Friday, August 31, 2007

Today we should know whether the takeover of Berkshire Investment Group by Manulife Financial has been completed. That deal, with an undisclosed price, was announced in late June with a closing slated for the end of August. The deal requires regulatory approval.

In June, both parties were positively salivating at the prospect of creating an organization with a sales force of 1,500 independent advisors and a business with about $19-billion in assets under administration.

"This agreement is a natural fit for Manulife," said Paul Rooney, chief executive at Manulife Canada. "When coupled with Manulife Securities, this will double our number of wealth-management advisors across Canada and triple assets under administration in that business. This increased distribution capacity will add a significant amount of high-quality business to our Canadian operations."

Bob Levis, chief executive of Berkshire, said: "This sale reflects the continuation of our overall strategy to keep building momentum for our independent advisors and their clients.
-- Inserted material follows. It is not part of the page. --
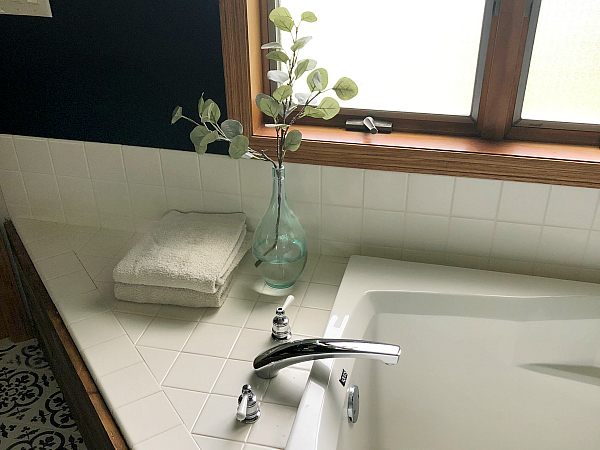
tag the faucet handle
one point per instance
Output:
(281, 331)
(248, 411)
We are committed to ensuring our clients continue to receive high-quality service and are very pleased that Manulife Financial is the purchaser of our business, since they share our passion for service and providing advisors and clients with a broad array of products and services."
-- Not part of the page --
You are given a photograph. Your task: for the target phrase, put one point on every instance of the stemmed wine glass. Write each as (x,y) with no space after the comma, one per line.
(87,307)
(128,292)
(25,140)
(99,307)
The involvement of the regulators will be key. Based on reaction to yesterday's column on the lethargy by regulators involved in investigating Berkshire and its former star producer, Ian Thow, who is alleged to have confiscated more than $30-million of clients' money, a lot isn't expected. The Mutual Fund Dealers Association has spent two years-plus investigating and hasn't reached a conclusion. The rationale: It's very complex work.
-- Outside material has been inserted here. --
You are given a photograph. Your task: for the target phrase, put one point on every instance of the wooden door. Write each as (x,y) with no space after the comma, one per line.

One caller claimed: "This is the biggest single alleged fraud in the MFDA history and everyone goes about their business like, 'Not my job.' "

Others contend that the MFDA, which must OK the takeover, should enforce its rules, which they say are clear and simple: Berkshire is responsible for the activities of its employees and must supervise them at all times.

IDA/OSC's inaction

The snail-like response by the regulators to the Berkshire/Thow issue reminds me of a story relayed a couple of months ago by a senior executive at a bank-owned dealer. The executive said it fired an employee for what amounted to money-laundering. A week or so later, the employee turned up at another bank-owned dealer.

The executive called the regulators, in this case the Investment Dealers Association and the Ontario Securities Commission.

"We can't get them to do anything," the executive said. "They are just not interested."

If this seasoned executive can't get anybody involved, readers can reflect on what chance the average punter has.